Por fim, revogo a tutela antecipada. Esclareço, todavia, que tratando-se de benefício assistencial,
entendo indevida a devolução dos valores indevidamente pagos a esse título, não se aplicando
ao caso o entendimento firmado pelo STJ no REsp nº 1401560/MT, referente apenas aos
benefícios previdenciários.
Ante o exposto, DOU PROVIMENTO à apelação do INSS reformando a sentença para julgar
improcedente o pedido inicial, nostermos da fundamentação exposta.
É o voto.
E M E N T A
APELAÇÃO CÍVEL. BENEFÍCIO ASSISTENCIAL. HIPOSSUFICIÊNCIA/MISERABILIDADE NÃO
DEMONSTRADA. INVERSÃO DO ÔNUS DA SUCUMBÊNCIA. TUTELA REVOGADA.
1. O benefício de prestação continuada é devido ao portador de deficiência (§2º do artigo 20 da
Lei nº 8.742/93, com a redação dada pela Lei nº 12.470/2011) ou idoso com 65 (sessenta e cinco)
anos ou mais (artigo 34 da Lei nº 10.741/2003) que comprove não possuir meios de prover a
própria manutenção e nem de tê-la provida por sua família, nos termos dos artigos 20, § 3º, da
Lei nº 8.742/93.
2. Requisito de miserabilidade/hipossuficiência não preenchido.
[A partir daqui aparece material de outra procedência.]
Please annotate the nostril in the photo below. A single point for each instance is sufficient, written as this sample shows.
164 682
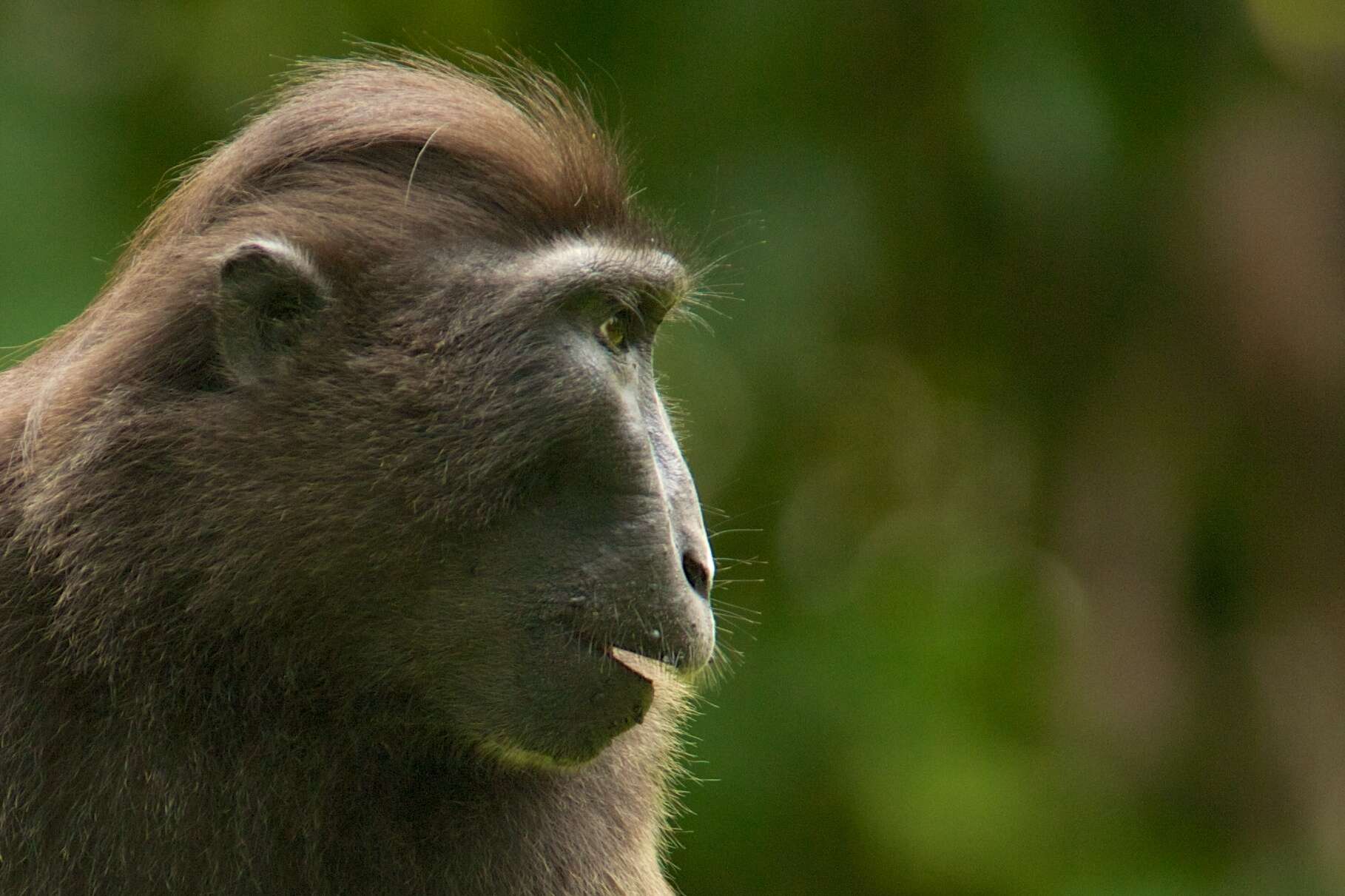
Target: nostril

Laudo social indica que a parte
autora encontra-se amparado pela família e não há evidência de que suas necessidades básicas
não estejam sendo supridas. O benefício assistencial não se presta a complementação de renda.
3. Benefício assistencial indevido.
4. Inversão do ônus da sucumbência. Exigibilidade condicionada à hipótese do §3º do artigo 98
do CPC/2015.
5. Tutela antecipada revogada. Desnecessária a devolução dos valores. Inaplicabilidade do
decidido no REsp nº 1401560/MT aos benefícios assistenciais.
6. Apelação do INSS provida. ACÓRDÃO
Vistos e relatados estes autos em que são partes as acima indicadas, a Sétima Turma, por
unanimidade, decidiu DAR PROVIMENTO à apelação do INSS, nos termos do relatório e voto
que ficam fazendo parte integrante do presente julgado.